Things to Know in Assessing the Transaction
By Corey Rosen, NCEO Executive
Director
Last Updated on April 3, 2007
This article is being updated as new information becomes available.
(By Corey Rosen)
The proposal by Sam Zell to use an ESOP to purchase the Tribune Company has now been accepted (see the Tribune's press release). The deal must still pass a variety of regulatory approvals, however, including a determination by the independent trustee of the ESOP (GreatBanc Trust) that the transaction structure and the price paid for the shares are fair to ESOP participants.
The proposed transaction is complicated. It appears, however, that when all the dust settles, the ESOP will end up with at least majority ownership of the company, but Sam Zell will have stock warrants that can be exchanged for up to 40% of the shares. These warrants might be purchased by the ESOP, sold to other investors, or sold in a public offering or sale of the company.
The ESOP will be governed by an independent trustee who, under the law,
must make decisions for "the exclusive benefit of plan participants."

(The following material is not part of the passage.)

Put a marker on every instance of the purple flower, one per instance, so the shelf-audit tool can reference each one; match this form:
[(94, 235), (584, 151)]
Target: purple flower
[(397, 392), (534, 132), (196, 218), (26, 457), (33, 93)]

This is defined to mean that the trustee should seek to maximize the long-term
value of plan assets; it does not mean the trustee should become the advocate
for employees on issues such as pay, layoffs, or other work-related issues.
Transaction Structure
Initially, Sam Zell will invest $250 million in cash to purchase newly
issued Tribune shares at $34 per share. One month later, the ESOP will borrow
money to buy $250 million worth of newly issued shares at $28 per share
(the ESOP was able to negotiate for a lower price). The company will then
borrow enough money to do a self-tender offer at $34 per share to buy half
the outstanding shares, including those currently held by an existing ESOP
at the Tribune. If the company obtains all the needed regulatory approvals,
a process that will take many months, debt will be used to take the company
private at $34 per share. Zell's $250 million in stock will be bought with
additional debt, but Zell will put in an additional $65 million in cash
to purchase warrants worth up to 40% of the company. The result will be
a 100% S corporation ESOP, but with Zell having a potential claim on up
to 40% of the corporate value. No equity will come from existing employee
plans or contributions. If the deal does not go through, shareholders will
be guaranteed the $34 per share plus 8% annual growth, compounded daily,
in any final transaction.
How ESOPs Work
More details on how ESOPs work can be found elsewhere on our site. Basically, an ESOP is a kind of employee benefit plan, similar in some ways to a profit-sharing plan. With an ESOP, a company sets up a trust fund. The company can contribute to the ESOP trust new shares of its own stock or cash to buy existing shares; alternatively, the ESOP can borrow money to buy new or existing shares, with the company making cash contributions to the plan to enable it to repay the loan. In the Tribune case, the ESOP will borrow money from the company. Regardless of how the plan acquires stock, company contributions to the trust are tax-deductible, within certain limits. So in this case, the company is able to use the ESOP to borrow money and repay it in pretax dollars, deducting both principal and interest. This is one of the key tax benefits that the many articles on this transaction are referencing.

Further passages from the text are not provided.